A taste of the paper | Knowledge graph completion and multi-hop reasoning in large-scale knowledge graphs

4f914156eaf72c2cf90d9290176f8520.png

Notes sorting: Liu Jianyu, master of Southeast University, research direction is knowledge map rule learning and reasoning

Link: https://dl.acm.org/doi/abs/10.1145/3534678.3539405

motivation

Knowledge graphs (KGs) capture knowledge in the form of head-relation-tail triples and are an important component in many artificial intelligence systems. There are two important reasoning tasks on KG: (1) single-hop knowledge graph completion, which involves predicting individual links in KG; (2) multi-hop reasoning, whose goal is to predict which KG entities satisfy a given logical query. Embedding-based methods address both tasks by first computing embeddings for each entity and relation, and then using them to form predictions. However, existing scalable KG embedding frameworks only support single-hop knowledge graph completion, which cannot be applied to more challenging multi-hop reasoning tasks.

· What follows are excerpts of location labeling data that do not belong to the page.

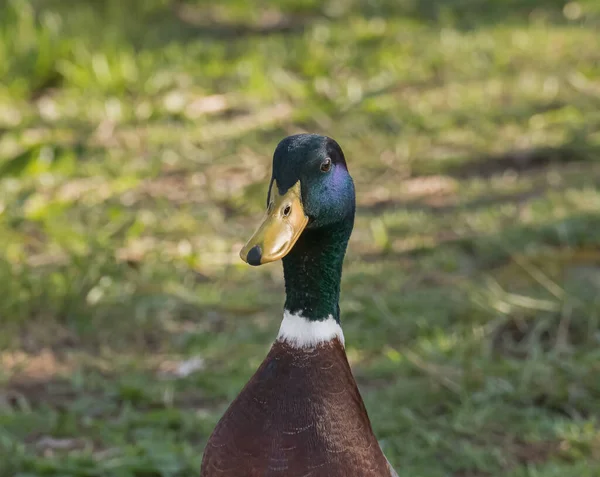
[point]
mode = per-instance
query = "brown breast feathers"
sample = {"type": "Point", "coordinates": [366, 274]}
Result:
{"type": "Point", "coordinates": [301, 415]}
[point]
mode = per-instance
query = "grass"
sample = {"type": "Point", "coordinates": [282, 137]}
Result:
{"type": "Point", "coordinates": [135, 144]}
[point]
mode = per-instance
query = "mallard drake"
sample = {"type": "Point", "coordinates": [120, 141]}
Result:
{"type": "Point", "coordinates": [301, 414]}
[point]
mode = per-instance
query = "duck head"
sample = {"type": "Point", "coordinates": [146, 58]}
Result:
{"type": "Point", "coordinates": [310, 189]}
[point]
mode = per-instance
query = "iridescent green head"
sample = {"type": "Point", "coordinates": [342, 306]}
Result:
{"type": "Point", "coordinates": [309, 219]}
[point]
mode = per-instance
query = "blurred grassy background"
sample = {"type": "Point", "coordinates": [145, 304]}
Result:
{"type": "Point", "coordinates": [135, 147]}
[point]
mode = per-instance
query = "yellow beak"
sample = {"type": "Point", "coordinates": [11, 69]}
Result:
{"type": "Point", "coordinates": [282, 225]}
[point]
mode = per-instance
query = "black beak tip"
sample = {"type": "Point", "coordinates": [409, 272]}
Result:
{"type": "Point", "coordinates": [254, 256]}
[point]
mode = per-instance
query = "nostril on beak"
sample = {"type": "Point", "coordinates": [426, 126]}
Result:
{"type": "Point", "coordinates": [254, 255]}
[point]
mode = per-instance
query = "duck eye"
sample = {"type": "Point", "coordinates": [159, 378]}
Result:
{"type": "Point", "coordinates": [326, 165]}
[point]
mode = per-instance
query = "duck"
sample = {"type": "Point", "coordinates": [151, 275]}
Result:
{"type": "Point", "coordinates": [301, 414]}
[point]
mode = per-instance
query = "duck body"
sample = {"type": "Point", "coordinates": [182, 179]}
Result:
{"type": "Point", "coordinates": [301, 414]}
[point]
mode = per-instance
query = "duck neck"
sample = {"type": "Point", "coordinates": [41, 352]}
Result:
{"type": "Point", "coordinates": [313, 271]}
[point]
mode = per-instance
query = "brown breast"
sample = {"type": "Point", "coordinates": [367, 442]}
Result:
{"type": "Point", "coordinates": [300, 415]}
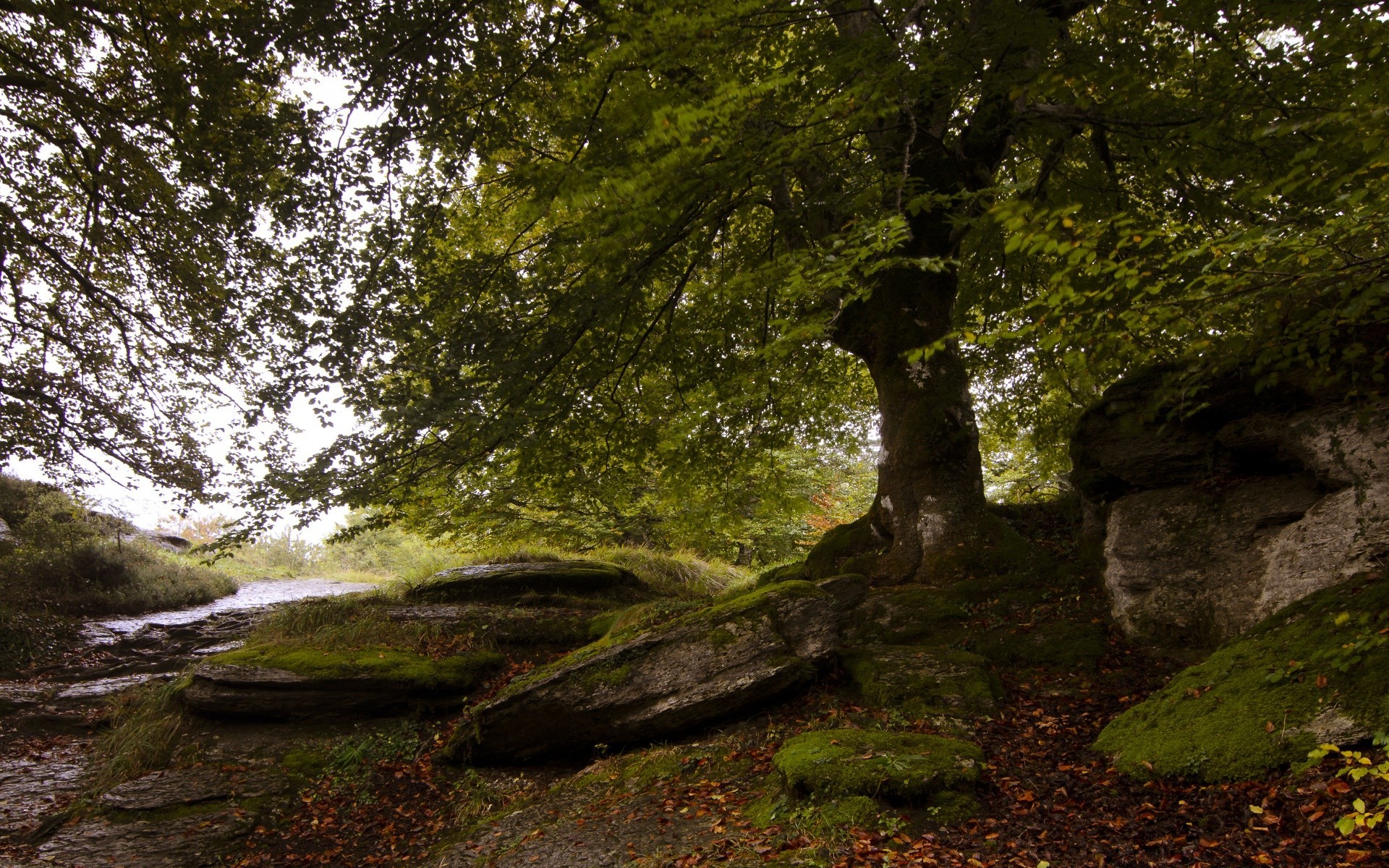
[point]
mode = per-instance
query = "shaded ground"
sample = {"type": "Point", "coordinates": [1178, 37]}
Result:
{"type": "Point", "coordinates": [1048, 799]}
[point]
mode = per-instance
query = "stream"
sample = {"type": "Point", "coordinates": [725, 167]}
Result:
{"type": "Point", "coordinates": [46, 721]}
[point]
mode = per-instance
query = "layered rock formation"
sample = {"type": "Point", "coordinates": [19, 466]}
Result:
{"type": "Point", "coordinates": [1218, 520]}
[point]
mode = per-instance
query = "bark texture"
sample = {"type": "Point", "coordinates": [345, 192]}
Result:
{"type": "Point", "coordinates": [930, 482]}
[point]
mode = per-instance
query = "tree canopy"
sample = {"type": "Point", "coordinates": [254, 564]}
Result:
{"type": "Point", "coordinates": [619, 265]}
{"type": "Point", "coordinates": [660, 241]}
{"type": "Point", "coordinates": [155, 174]}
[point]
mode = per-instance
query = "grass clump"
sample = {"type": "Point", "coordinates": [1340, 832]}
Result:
{"type": "Point", "coordinates": [1316, 671]}
{"type": "Point", "coordinates": [146, 723]}
{"type": "Point", "coordinates": [895, 765]}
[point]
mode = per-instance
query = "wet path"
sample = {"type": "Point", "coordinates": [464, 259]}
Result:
{"type": "Point", "coordinates": [46, 721]}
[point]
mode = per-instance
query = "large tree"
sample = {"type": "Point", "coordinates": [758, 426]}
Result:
{"type": "Point", "coordinates": [687, 231]}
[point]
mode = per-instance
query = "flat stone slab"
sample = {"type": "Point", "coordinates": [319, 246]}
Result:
{"type": "Point", "coordinates": [179, 786]}
{"type": "Point", "coordinates": [277, 694]}
{"type": "Point", "coordinates": [706, 665]}
{"type": "Point", "coordinates": [532, 584]}
{"type": "Point", "coordinates": [922, 681]}
{"type": "Point", "coordinates": [188, 842]}
{"type": "Point", "coordinates": [504, 625]}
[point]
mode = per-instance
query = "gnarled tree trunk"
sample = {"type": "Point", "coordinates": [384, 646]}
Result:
{"type": "Point", "coordinates": [930, 482]}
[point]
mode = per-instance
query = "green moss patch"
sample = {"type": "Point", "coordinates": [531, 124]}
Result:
{"type": "Point", "coordinates": [833, 550]}
{"type": "Point", "coordinates": [745, 606]}
{"type": "Point", "coordinates": [451, 674]}
{"type": "Point", "coordinates": [1316, 671]}
{"type": "Point", "coordinates": [907, 616]}
{"type": "Point", "coordinates": [920, 682]}
{"type": "Point", "coordinates": [895, 765]}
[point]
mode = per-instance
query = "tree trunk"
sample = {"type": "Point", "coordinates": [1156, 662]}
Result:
{"type": "Point", "coordinates": [930, 482]}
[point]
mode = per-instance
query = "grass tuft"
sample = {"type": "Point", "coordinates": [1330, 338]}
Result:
{"type": "Point", "coordinates": [146, 723]}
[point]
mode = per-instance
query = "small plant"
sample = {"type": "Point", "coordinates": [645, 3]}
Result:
{"type": "Point", "coordinates": [146, 723]}
{"type": "Point", "coordinates": [1357, 767]}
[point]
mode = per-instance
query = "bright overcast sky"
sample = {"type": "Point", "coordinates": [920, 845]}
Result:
{"type": "Point", "coordinates": [146, 504]}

There are two major challenges in embedding-based multi-hop inference for KG: (1) Algorithmically, given a huge KG (with hundreds of millions of entities), training by examples is no longer feasible. (2) In terms of system, the current single-hop large-scale KG embedding framework is based on graph partitioning, but multi-hop reasoning needs to traverse multiple relations in the graph, which usually spans multiple partitions, thus causing difficulties in reasoning.

This paper proposes Scalable MultihOp REasoning (SMORE) to implement single-hop and multi-hop reasoning on large-scale knowledge graphs, generate positive and negative samples online by instantiating KG, and propose a two-way rejection sampling method to effectively query to obtain high-quality negative samples. For Challenge 2, design an asynchronous scheduler to maximize the throughput of GPU computing through overlapping sampling, asynchronous embedding read/write, neural network feedforward and optimizer update, and accelerate inference on large-scale KG.

contribute

The main contributions of this paper are:

(1) A framework called SMORE is proposed, which is the first general framework to support single-hop and multi-hop reasoning in knowledge graphs.

(2) A novel bidirectional rejection sampling method is proposed, which achieves a square root reduction in the complexity of online training data generation.

(3) A distributed training, asynchronous update mechanism is designed to avoid heavy CPU/GPU memory read/write for pipeline processing of each stage in each stochastic gradient update.

method

1.  Training data sampling

Aiming at the problem that it is impossible to train all instances of large-scale knowledge graphs to obtain embedded representations, this paper proposes dynamic sampling and instantiated query to obtain training instances for comparative learning of multi-hop reasoning.

To generate training examples with a set of positive and negative entities, a query for a given knowledge graph is first instantiated from a set of query logic structures (see Figure 1). The root of the instantiated query represents a known positive (answer) entity, and then reverse-directed sampling uses depth-first search (DFS) on the logical structure of the query from the root (answer) to the leaves (anchor entities). During DFS, each node in the query structure corresponds to an entity on the knowledge graph, and the edges correspond to the relations of previously associated entities. After instantiating (node/edge ground) the query structure, positive samples are obtained.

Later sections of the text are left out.